Стояли золотые дни бабьего лета, было довольно тепло, комсомольские надсмотрщики нас особенно не гоняли (помню одного из них — аспиранта Кукареку), и мы упивались беседой, рассказывая друг другу разные истории. Помню, Володя пересказал мне «Собачье сердце» Булгакова, которое он знал чуть ли не наизусть, а еще, кажется, «Скотский хутор» Оруэлла. Все эти книги были тогда запрещены, и за чтение их можно было пострадать. На «квантах», с их несколько иной культурной атмосферой, я ни о чем подобном не слышал даже от Бу (он, наверное, побаивался со мной об этом говорить). Передо мной открывался новый мир.
Когда я спал без облика и склада, Я дружбой был, как выстрелом, разбужен. Бог Нахтигаль, дай мне судьбу Пилада Иль вырви мне язык — он мне не нужен.Другой человек, с которым меня на долгие годы сблизила эта поездка, был Миша Фейгельман (Фига). Миша был среди моих однокурсников легендарной личностью. Он первый, кто начал самостоятельно учить квантовую механику и сдавать теор-минимум в институте Ландау (о том, что это такое, я еще буду рассказывать подробно). Помню, как на втором курсе Бу на какой-то лекции указал мне на огненно-рыжего то ли пирата, то ли анахорета с ввалившимися щеками и огромными глазами, грозно горевшими из-под кустистых бровей: «Это Фига, он только что сдал теорминимум по квантам». И вот, аз недостойный, лежу с этим самым легендарным Фигой под березкой и пью водку. С Мишей мы тогда крепко сошлись. Он еще студентом женился, у него быстро родилась дочь Марина, и мне пришлось ее даже поняньчить.
Студенческая жизнь была очень бедной, и мы пытались изобрести какие-то средства для увеличения нашего бюджета. И вот однажды Фига задумчиво сказал: «Знаешь, я слышал, что можно пойти в Пироговскую больницу и продать там в анатомичку свой скелет. Тебе дают двести рублей и ставят штамп в паспорт, что ты, мол, завещал скелет науке». Я страшно обрадовался и стал убеждать Фигу скорее идти в Пироговку. Он, однако, колебался, то ли жалея свой скелет, то ли не доверяя собственным словам. Короче, я пошел туда один.

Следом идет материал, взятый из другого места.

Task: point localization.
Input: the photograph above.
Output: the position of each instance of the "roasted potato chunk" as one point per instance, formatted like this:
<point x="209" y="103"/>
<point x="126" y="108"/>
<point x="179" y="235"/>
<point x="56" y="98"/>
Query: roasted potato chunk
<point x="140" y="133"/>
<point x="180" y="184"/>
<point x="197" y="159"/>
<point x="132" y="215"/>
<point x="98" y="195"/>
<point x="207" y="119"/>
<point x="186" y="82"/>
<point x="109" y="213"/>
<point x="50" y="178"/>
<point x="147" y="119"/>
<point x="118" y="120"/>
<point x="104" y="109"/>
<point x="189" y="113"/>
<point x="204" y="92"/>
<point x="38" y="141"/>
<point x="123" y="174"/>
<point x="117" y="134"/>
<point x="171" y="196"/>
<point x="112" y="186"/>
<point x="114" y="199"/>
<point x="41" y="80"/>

Помню бесконечное изумление на лице маленькой женщины-врача в приемном покое больницы, когда я спросил, можно ли мне продать им свой скелет…
Подружившись с Володей Лебедевым, я стал бывать у него дома, где познакомился с его родителями и сестрой Катей.
Огромное впечатление произвел на меня отец Володи Сергей Владимирович Лебедев.
Гражданин Атлантиды
Сергей Владимирович был одним из тех людей, которых я, вслед за Эдуардом Радзинским, называю гражданами Атлантиды, то есть осколками великой затонувшей цивилизации старой Европы. Начиная с 1914 года эта цивилизация медленно погружалась на дно под ударами мировых войн и революций, разлагаясь изнутри под воздействием ядовитых идеологий. Мне посчастливилось встретить несколько последних и ярких ее представителей. Одним из них был Сергей Владимирович, еще о троих — сэре Рудольфе Пайерлсе, сэре Исайе Берлине и профессоре Николасе Кюрти речь пойдет в главах, посвященных Оксфорду.